Sin dall'inizio ho apprezzato moltissimo il consulente di Bending Spoons, azienda autrice di Immuni, che ha correttamente evidenziato i limiti dell'attività dell'azienda.
Prima di tutto opera per conto del Ministero.
In secondo luogo si avvale delle risorse che Apple e Google hanno messo a disposizione.
Immuni e' stata persino imitata in altre nazioni, come impostazione, perche' la piu' garantista.
Cio' non toglie, come ho segnalato, due criticità.
Immuni nasce per gestire, un domani, le cartelle cliniche. Tutti hanno evidenziato che le app anti covid NON devono avere anche altri trattamenti. Vedremo cosa succederà.
Nel frattempo l'altra criticità e' stata sollevata dall'autorità olandese. Apple e Google devono spiegare le loro API.
L'ho sempre detto. La chiusura delle due società e' rilevante, e non hanno spiegato alle autorità se non con dei protocolli, uniformati, che sono nati supportando espressamente anche la pubblicità.
Qualcosa di sottovalutato fino ad oggi.
Non siamo di fronte a piccole aziende. E lo shield aggiunge brividi a paure fondate.
Segue la traduzione automatica dall'olandese, notizia trovata dal bot di privacykit.it
AP: Privacy corona app users still not sufficiently guaranteed
The privacy around corona app CoronaMelder is not yet sufficiently guaranteed. The Dutch Data Protection Authority (AP) believes that the Minister should make agreements with Google and Apple about the software they provide for the use of the app, that there should be a law to properly regulate the use of the app and that it should be made clear that the servers that the app uses are also secure. The AP advises the cabinet to use the app only after the advice has been followed.
The AP is positive about the development of the app in itself, says AP President Aleid Wolfsen. 'It's clearly designed with privacy as a starting point. With all kinds of technical safeguards for the privacy of users, such as encryption of data traffic and sending fake codes to prevent you from reading anything from the data traffic.'
App doesn't stand alone
But the app doesn't stand alone. The app depends on other technical components and legislation. 'That's where our concerns are. That app is not only what you see on your screen, but also the technology of Google and Apple, and also the servers you send your data to. That app is part of a system. Even in those other parts of that system, privacy has to be in order, just as well as in the app itself.'
Appointments with Google and Apple needed
The AP's main concern is the so-called Google Apple Exposure Notification framework,the underlying software in mobile operating systems Android and iOS that makes the Dutch corona app possible. 'It's not clear to the AP whether these American tech giants are getting their hands on users' data through the combination of the framework and the operating system and what happens with it. And this is health data, very sensitive data of a lot of people,' says Wolfsen. 'So that's worrisome. The government must make clear agreements with Google and Apple before it uses the app. And the AP should be able to verify that this is properly arranged. That's not the case now.'
Legislation as a basis
Given the extensive and comprehensive impact of a Corona app, a law is the most logical basis. That law should provide for the Minister of Health and Human Rights to have the power to process this data and should also contain privacy safeguards.
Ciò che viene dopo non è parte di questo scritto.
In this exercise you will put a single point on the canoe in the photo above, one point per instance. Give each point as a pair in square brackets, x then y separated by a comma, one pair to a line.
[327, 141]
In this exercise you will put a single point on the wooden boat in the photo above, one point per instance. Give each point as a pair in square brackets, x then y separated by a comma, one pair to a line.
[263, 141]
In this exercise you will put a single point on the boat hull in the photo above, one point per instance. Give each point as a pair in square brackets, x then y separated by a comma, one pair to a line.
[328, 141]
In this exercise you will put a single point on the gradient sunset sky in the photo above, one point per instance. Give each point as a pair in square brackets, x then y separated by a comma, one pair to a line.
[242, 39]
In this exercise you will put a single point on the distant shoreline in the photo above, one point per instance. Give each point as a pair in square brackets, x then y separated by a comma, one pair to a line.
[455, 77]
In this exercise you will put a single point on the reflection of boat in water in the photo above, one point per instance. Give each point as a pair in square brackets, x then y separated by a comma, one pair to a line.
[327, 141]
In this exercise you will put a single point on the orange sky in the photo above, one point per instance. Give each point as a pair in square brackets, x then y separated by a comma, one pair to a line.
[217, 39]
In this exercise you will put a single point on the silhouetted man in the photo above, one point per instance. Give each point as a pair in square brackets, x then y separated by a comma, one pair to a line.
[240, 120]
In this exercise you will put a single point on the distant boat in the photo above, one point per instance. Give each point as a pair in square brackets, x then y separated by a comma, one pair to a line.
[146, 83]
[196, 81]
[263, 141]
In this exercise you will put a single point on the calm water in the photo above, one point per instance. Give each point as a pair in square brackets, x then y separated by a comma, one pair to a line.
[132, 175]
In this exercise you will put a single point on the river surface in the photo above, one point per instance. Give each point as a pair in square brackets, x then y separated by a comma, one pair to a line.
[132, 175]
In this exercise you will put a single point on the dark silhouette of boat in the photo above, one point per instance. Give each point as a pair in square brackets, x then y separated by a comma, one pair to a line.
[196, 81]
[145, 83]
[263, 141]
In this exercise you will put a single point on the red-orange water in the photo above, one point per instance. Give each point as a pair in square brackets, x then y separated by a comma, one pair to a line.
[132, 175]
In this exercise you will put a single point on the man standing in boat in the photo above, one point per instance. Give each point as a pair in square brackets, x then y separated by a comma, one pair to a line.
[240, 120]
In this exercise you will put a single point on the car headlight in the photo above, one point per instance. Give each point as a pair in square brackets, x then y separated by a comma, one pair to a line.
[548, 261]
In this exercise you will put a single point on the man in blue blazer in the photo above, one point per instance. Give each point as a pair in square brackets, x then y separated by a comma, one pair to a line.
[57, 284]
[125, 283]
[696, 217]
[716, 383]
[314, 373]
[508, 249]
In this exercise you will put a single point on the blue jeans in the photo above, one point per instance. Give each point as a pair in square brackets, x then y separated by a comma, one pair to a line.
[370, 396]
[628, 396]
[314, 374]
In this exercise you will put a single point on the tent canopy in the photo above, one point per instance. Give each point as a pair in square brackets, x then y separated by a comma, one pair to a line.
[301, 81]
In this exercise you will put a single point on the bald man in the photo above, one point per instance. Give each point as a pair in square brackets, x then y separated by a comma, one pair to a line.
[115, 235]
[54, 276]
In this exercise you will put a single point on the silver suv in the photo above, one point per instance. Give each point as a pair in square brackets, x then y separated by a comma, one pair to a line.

Wolfsen: 'For example, it has to say that you can decide for yourself whether you want to use the app. This also means that you may not be refused in the hospitality industry, for example, if you do not have the app on your phone. And that your employer can't force you to use the app.'
'Back' must be safe
The final main point of the AP's advice is that the 'back' of the app should be well regulated: everything that happens on the servers. "It wasn't until tonight that it became clear who would manage it," wolfsen says. 'We don't yet know how that party handled security. It should be clear that that security is good. Only then can the app be used.'
The AP sent its opinion to the Ministry of Health and Human Development on 6 August 2020. It is up to the Minister to follow this advice.